Last week, prominent Google artificial intelligence researcher Timnit Gebru said she was fired by the company after managers asked her to retract or withdraw her name from a research paper, and she objected. Google maintains that she resigned, and Alphabet CEO Sundar Pichai said in a company memo on Wednesday that he would investigate what happened.
The episode is a pointed reminder of tech companies’ influence and power over their field. AI underpins lucrative products like Google’s search engine and Amazon’s virtual assistant Alexa. Big companies pump out influential research papers, fund academic conferences, compete to hire top researchers, and own the data centers required for large-scale AI experiments. A recent study found that the majority of tenure-track faculty at four prominent universities that disclose funding sources had received backing from Big Tech.
Ben Recht, an associate professor at University of California, Berkeley, who has spent time at Google as visiting faculty, says his fellow researchers sometimes forget that companies’ interest doesn’t stem only from a love of science. “Corporate research is amazing, and there have been amazing things that came out of the Bell Labs and PARC and Google,” he says. “But it’s weird to pretend that academic research and corporate research are the same.”
Ali Alkhatib, a research fellow at University of San Francisco’s Center for Applied Data Ethics, says the questions raised by Google’s treatment of Gebru risk undermining all of the company’s research. “It feels precarious to cite because there may be things behind the scenes, which they weren’t able to talk about, that we learn about later,” he says.
Alkhatib, who previously worked in Microsoft’s research division, says he understands that corporate research comes with constraints. But he would like to see Google make visible changes to win back trust from researchers inside and outside the company, perhaps by insulating its research group from other parts of Google.
The paper that led to Gebru’s exit from Google highlighted ethical questions raised by AI technology that works with language. Google’s head of research, Jeff Dean, said in a statement last week that it “didn’t meet our bar for publication.”
Gebru has said managers may have seen the work as threatening to Google’s business interests, or an excuse to remove her for criticizing the lack of diversity in the company’s AI group. Other Google researchers have said publicly that Google appears to have used its internal research review process to punish her. More than 2,300 Google employees, including many AI researchers, have signed an open letter demanding the company establish clear guidelines on how research will be handled.
Meredith Whittaker, faculty director at New York University’s AI Now institute, says what happened to Gebru is a reminder that, although companies like Google encourage researchers to consider themselves independent scholars, corporations prioritize the bottom line above academic norms. “It’s easy to forget, but at any moment a company can spike your work or shape it so it functions more as PR than as knowledge production in the public interest,” she says.

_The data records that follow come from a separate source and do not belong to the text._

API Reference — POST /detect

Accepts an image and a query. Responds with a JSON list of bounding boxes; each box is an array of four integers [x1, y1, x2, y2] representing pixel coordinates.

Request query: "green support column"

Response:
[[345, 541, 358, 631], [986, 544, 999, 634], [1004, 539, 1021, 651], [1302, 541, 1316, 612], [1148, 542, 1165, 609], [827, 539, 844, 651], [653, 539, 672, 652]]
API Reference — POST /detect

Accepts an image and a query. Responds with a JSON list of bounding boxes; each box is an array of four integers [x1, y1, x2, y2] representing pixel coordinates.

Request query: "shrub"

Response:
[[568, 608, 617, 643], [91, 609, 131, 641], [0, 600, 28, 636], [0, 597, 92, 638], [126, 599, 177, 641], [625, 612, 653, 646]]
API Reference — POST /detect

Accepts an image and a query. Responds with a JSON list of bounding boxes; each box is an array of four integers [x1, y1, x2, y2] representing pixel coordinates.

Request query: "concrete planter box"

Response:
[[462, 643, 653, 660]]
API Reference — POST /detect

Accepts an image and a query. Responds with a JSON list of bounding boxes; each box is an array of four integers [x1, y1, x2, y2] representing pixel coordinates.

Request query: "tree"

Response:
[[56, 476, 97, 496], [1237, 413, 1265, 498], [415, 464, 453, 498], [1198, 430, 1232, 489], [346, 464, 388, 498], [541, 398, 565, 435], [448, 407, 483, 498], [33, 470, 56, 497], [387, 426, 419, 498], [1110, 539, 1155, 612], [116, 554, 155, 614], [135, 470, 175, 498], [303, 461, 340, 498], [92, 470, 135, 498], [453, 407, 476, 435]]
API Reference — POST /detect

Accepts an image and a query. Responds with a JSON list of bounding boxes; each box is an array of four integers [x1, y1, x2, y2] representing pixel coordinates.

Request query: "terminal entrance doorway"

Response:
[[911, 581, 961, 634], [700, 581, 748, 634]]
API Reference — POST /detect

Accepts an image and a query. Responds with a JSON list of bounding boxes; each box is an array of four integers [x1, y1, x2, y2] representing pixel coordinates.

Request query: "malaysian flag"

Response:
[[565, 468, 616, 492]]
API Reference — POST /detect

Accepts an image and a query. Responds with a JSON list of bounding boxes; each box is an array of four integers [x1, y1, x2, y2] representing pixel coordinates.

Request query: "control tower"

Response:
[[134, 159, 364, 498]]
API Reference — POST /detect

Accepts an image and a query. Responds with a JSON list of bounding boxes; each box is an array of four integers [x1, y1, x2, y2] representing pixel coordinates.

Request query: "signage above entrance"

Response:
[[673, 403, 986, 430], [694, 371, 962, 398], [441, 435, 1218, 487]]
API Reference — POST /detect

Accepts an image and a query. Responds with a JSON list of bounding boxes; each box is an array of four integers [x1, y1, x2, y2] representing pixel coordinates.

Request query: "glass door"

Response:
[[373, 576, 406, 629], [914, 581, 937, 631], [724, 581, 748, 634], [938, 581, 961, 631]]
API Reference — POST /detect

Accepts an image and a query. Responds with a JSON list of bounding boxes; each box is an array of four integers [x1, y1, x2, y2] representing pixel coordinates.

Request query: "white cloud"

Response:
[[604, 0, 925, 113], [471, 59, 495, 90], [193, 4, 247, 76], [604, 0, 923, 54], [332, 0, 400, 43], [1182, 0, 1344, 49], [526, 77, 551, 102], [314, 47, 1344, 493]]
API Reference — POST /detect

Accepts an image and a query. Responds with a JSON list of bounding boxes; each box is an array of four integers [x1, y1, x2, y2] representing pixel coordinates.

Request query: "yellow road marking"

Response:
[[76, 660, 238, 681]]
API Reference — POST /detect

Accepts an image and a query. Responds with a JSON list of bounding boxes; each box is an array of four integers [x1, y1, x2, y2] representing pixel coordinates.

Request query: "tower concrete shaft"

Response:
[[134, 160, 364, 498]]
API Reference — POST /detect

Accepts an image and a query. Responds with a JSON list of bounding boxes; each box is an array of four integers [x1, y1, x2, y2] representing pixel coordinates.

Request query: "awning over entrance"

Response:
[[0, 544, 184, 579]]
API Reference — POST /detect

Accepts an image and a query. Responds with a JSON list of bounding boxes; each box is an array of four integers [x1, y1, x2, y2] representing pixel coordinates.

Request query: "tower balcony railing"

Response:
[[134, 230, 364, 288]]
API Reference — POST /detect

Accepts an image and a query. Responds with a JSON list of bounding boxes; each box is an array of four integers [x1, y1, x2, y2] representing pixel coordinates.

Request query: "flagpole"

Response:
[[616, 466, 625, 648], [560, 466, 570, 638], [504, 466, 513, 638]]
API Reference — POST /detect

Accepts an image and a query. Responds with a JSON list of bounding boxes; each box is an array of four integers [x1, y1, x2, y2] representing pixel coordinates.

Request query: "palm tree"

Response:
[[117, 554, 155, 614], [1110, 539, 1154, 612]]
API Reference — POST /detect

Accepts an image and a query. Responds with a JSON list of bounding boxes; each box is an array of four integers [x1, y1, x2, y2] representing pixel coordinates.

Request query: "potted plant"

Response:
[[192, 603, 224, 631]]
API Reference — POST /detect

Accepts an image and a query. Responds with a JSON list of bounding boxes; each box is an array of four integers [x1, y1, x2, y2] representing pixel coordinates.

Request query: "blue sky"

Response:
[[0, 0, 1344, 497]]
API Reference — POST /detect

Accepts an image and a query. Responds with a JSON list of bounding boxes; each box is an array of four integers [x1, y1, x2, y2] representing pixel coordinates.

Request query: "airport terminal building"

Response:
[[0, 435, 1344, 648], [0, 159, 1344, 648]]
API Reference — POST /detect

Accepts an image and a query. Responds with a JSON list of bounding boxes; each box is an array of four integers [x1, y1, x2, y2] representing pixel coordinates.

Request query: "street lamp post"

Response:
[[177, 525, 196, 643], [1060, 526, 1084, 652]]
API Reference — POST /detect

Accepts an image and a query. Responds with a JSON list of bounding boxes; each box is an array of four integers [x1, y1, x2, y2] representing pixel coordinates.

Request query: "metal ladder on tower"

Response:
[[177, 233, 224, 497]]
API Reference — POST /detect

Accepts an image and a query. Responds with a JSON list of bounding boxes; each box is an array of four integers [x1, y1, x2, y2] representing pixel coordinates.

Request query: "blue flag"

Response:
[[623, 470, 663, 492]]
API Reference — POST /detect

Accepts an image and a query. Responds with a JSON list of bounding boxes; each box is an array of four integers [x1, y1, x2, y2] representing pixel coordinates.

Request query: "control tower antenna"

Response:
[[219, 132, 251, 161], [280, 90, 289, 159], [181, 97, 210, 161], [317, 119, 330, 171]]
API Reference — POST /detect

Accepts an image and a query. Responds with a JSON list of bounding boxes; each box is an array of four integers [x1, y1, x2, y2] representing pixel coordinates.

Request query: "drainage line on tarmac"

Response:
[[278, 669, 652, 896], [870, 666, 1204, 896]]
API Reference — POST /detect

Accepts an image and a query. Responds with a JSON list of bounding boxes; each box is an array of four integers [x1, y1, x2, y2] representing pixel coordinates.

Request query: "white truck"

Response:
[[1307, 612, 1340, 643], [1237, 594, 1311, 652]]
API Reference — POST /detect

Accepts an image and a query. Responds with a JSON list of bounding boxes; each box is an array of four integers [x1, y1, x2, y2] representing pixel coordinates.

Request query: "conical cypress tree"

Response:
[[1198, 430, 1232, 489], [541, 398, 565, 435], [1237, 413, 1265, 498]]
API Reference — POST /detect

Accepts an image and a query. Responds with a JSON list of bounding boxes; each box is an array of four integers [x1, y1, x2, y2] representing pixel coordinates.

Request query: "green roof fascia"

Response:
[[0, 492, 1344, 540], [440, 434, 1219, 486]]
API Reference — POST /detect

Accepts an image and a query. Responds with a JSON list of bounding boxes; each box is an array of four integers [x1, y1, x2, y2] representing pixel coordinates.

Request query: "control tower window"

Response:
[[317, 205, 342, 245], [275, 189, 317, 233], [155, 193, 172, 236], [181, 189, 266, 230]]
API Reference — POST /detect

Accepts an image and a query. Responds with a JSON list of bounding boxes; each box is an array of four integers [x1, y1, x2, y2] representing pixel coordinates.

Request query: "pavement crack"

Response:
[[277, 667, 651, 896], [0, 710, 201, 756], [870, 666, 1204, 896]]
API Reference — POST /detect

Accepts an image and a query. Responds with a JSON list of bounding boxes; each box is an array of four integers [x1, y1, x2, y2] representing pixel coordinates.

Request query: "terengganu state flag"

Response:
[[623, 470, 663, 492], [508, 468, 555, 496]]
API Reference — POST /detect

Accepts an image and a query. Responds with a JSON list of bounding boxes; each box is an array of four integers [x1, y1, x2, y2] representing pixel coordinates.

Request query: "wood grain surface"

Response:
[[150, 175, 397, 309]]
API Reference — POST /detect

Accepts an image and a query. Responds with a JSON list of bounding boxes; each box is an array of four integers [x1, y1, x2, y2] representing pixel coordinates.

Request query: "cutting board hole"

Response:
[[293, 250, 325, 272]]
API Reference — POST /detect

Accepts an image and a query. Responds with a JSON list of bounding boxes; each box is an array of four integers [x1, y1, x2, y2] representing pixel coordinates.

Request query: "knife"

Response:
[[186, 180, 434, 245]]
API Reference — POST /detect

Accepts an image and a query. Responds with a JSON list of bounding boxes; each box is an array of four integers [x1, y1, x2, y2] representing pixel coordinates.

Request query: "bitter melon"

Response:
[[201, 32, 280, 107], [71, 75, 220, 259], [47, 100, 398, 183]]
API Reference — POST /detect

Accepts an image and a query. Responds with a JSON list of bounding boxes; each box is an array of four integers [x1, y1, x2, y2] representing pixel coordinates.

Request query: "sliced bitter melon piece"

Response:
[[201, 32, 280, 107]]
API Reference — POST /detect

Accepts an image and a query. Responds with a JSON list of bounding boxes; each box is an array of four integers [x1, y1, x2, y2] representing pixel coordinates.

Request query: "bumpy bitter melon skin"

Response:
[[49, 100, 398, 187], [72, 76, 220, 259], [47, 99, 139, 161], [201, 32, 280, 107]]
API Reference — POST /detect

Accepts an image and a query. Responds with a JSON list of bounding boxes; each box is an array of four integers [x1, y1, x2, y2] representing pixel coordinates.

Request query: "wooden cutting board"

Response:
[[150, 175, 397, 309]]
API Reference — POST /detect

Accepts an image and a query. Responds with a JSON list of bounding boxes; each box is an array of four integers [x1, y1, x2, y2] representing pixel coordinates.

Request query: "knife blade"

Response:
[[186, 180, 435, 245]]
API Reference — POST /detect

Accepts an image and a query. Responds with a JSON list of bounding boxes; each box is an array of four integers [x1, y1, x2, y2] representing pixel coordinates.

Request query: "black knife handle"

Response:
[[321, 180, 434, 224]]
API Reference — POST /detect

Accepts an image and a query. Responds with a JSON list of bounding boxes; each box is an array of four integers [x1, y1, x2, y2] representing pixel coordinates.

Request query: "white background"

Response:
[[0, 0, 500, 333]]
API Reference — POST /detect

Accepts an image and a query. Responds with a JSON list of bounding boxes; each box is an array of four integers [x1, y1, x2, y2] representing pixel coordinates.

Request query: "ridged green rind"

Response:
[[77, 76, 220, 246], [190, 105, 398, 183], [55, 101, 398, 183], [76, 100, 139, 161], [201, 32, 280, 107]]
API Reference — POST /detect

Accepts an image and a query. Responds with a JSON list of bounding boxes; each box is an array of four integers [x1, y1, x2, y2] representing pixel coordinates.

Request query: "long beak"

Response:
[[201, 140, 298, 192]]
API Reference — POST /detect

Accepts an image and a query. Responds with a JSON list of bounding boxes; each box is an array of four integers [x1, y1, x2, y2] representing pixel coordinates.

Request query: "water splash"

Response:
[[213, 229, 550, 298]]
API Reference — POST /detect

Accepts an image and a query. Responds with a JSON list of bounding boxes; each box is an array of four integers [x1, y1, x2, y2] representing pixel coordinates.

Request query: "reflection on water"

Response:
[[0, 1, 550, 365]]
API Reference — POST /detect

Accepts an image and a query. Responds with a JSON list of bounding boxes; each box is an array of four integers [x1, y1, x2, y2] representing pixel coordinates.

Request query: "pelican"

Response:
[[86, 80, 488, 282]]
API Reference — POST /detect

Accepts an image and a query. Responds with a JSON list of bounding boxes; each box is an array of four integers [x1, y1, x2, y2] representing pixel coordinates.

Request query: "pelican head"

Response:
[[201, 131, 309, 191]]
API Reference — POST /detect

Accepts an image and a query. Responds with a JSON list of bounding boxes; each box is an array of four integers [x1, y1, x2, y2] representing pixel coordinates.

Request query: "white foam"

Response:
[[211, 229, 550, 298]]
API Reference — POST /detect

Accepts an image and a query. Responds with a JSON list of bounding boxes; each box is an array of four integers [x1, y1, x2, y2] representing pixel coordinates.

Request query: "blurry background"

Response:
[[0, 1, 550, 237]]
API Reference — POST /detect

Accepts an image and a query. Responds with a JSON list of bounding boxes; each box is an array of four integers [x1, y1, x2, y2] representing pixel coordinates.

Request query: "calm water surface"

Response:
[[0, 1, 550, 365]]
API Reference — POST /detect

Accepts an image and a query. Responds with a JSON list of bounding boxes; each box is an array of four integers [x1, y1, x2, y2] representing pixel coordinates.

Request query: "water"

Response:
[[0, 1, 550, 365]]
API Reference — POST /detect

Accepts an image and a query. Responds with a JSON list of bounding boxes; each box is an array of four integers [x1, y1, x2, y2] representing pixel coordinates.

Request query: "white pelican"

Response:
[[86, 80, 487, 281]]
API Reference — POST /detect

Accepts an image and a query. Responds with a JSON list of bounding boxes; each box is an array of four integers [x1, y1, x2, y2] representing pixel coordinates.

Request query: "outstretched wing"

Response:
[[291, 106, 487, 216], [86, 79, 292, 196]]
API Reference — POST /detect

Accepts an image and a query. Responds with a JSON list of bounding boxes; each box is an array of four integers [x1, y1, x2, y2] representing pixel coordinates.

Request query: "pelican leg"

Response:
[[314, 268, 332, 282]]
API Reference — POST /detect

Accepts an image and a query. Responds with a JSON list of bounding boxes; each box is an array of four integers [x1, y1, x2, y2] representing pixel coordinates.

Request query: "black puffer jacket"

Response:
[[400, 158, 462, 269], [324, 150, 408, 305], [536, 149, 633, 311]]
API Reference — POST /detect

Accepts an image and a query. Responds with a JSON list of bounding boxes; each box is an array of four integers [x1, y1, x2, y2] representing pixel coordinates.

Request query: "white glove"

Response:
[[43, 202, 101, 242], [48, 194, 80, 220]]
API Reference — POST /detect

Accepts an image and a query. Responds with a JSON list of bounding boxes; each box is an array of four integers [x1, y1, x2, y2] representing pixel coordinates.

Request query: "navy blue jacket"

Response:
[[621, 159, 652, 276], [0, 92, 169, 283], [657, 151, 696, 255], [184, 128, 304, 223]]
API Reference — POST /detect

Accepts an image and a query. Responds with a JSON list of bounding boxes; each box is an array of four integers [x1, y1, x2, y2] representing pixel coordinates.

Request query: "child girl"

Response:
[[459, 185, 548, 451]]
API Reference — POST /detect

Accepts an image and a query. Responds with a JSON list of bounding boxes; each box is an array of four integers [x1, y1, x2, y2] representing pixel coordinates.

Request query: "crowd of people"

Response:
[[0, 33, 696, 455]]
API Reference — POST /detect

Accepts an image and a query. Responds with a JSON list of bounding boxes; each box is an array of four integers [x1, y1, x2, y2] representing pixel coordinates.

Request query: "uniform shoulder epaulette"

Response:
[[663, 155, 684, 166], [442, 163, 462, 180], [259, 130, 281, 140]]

Whittaker worked at Google for 13 years but left in 2019, saying the company had retaliated against her for organizing a walkout over sexual harassment and to undermine her work raising ethical concerns about AI. She helped organize employee protests against an AI contract with the Pentagon that the company ultimately abandoned, although it has taken up other defense contracts.
Machine learning was an obscure dimension of academia until around 2012, when Google and other tech companies became intensely interested in breakthroughs that made computers much better at recognizing speech and images.
The search and ads company, quickly followed by rivals such as Facebook, hired and acquired leading academics, and urged them to keep publishing papers in between work on company systems. Even traditionally tight-lipped Apple pledged to become more open with its research, in a bid to lure AI talent. Papers with corporate authors and attendees with corporate badges flooded the conferences that are the field’s main publication venues.